If he does it for the next ten, he will be the greatest catcher of all time.

Buster Posey entered baseball lore as a rookie, when he was called up in mid May and proceeded to bat cleanup and lead the Giants to an unlikely World Series title. He was Rookie of the Year and looked to be a franchise centerpiece for years to come.

The fairytale took an unexpected plunge when Posey suffered a gruesome ankle injury in the following season. Posey didn’t have much trouble with his comeback attempt-he was only NL MVP and a World Series Champion (again) during his first campaign back.

Posey posses the same smooth swing as Cabrera. He has a remarkable tendency to follow the law of averages-a slump never lasts too long with Posey, and there’s always one month where he catches fire-usually July-and hits near or over .400. Posey’s defense, too, has been superb. He is the best pitch framer in baseball and consistently throws out over 50 percent of potential basestealers with a compact motion and a rifle behind the dish.

The statistics speak for themselves, and barring an abrupt drop off, he is well on his way to 300 homers and 3,000 hits. Johnny Bench is widely accepted as the incumbent in terms of the greatest catcher ever, and he hit 389 dingers-a number well within Posey’s reach. Rookie of the Year, All-Star, Silver Slugger, Comeback Player of the Year, MVP, and 3 time World Series Champion-the accolades continue to pile up.

Where Buster will really be remembered is in the postseason. Already claiming three World Series titles, the Giants look to be well on their way to contending for a fourth during their tenure in San Francisco. The name Buster Posey is synonymous with “Champion.”

Mike Trout

 

(Photographer not given)

For those who value advanced statistics, Mike Trout’s career WAR (Wins Above Replacement) is already ahead of Darryl Strawberry’s.

That means that in his five and a half seasons in the Majors have already been more valuable to his team than Strawberry’s seventeen year career. Had Miguel Cabrera not won the Triple Crown for the first time since 1967, Trout most likely would have been the first player since Fred Lynn to win the MVP award in their rookie season.

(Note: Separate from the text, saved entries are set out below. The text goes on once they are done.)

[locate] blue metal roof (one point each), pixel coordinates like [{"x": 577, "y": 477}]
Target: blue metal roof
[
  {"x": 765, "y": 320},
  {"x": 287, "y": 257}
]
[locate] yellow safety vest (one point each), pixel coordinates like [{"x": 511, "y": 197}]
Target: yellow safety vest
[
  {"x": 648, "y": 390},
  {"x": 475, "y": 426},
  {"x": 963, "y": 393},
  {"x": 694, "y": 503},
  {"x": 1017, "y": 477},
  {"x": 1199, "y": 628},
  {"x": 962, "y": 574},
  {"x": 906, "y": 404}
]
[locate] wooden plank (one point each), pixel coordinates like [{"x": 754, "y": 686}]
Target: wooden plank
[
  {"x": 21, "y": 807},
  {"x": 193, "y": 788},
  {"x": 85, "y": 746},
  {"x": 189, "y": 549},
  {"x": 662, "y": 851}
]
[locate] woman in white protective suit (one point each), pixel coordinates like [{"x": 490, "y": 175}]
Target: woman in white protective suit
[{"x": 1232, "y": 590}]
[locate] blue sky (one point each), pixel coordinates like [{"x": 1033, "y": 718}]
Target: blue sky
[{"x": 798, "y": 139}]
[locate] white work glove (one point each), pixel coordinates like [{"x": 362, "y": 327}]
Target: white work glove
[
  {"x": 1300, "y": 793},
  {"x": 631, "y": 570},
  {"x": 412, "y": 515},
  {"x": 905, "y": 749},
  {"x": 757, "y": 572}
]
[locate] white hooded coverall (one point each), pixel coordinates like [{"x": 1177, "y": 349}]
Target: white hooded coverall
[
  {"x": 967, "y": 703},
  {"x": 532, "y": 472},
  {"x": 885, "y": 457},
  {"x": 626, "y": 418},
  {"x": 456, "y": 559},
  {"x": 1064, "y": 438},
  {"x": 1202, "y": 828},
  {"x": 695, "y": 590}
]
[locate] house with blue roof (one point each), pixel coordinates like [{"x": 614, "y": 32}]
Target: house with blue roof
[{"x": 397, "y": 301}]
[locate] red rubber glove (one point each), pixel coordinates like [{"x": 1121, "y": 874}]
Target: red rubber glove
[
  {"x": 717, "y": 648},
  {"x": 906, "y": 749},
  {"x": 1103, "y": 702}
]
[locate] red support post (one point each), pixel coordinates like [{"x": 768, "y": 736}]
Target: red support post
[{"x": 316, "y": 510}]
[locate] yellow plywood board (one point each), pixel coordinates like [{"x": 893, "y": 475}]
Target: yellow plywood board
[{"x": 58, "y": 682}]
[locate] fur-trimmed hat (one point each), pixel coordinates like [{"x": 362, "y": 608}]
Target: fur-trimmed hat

Oh yeah, and he’s 25 years old-the age when most players are first breaking into the big leagues.

There’s a common mis-perception about the term “athleticism”. Usually it refers to a person that can run fast and jump high. When someone like Steph Curry succeeds despite lacking in those areas relative to their peers, there’s a media firestorm of how amazing it is that he is able to win the MVP without being “athletic.” Yet there’s another type of athleticism that people fail to recognize all too often-coordination. For as high as Dwight Howard can leap or as quick as Dennis Rodman could bound up the court, the two of them as well as a tremendous number of athletes lack the other half of athleticism, the coordination to glide around defenders, time a jump, or scale a wall. In rare instances, there are athletes that possess both types of athleticism-think Michael Jordan, Bo Jackson, Ken Griffey Jr.-immortals. There’s only one baseball player that can currently claim this combination-Mike Trout.

Only four players have ever stolen 40 bases and hit 40 home runs in the same season. Trout hasn’t done that yet, but he’s certainly proved himself capable. He’s completed each of the feats in separate seasons, indicating that the ability is there. Trout is probably the only player in the game today with even a slight chance at entering that hallowed club.

Think Mickey Mantle if he had never blown out his knee. That’s the type of player Trout is. The Angels’ star centerfielder possess the most complete array of the five tools of baseball since Willie Mays. These types don’t come around often.

Trout will most likely capture his second MVP award this season at an age where most of his baseball playing peers are hoping for a September call-up.

 

While the All-Star game certainly has it’s flaws, the game of baseball is in good hands. Four living legends that have shaped this decade of baseball-and will continue to in the years to come.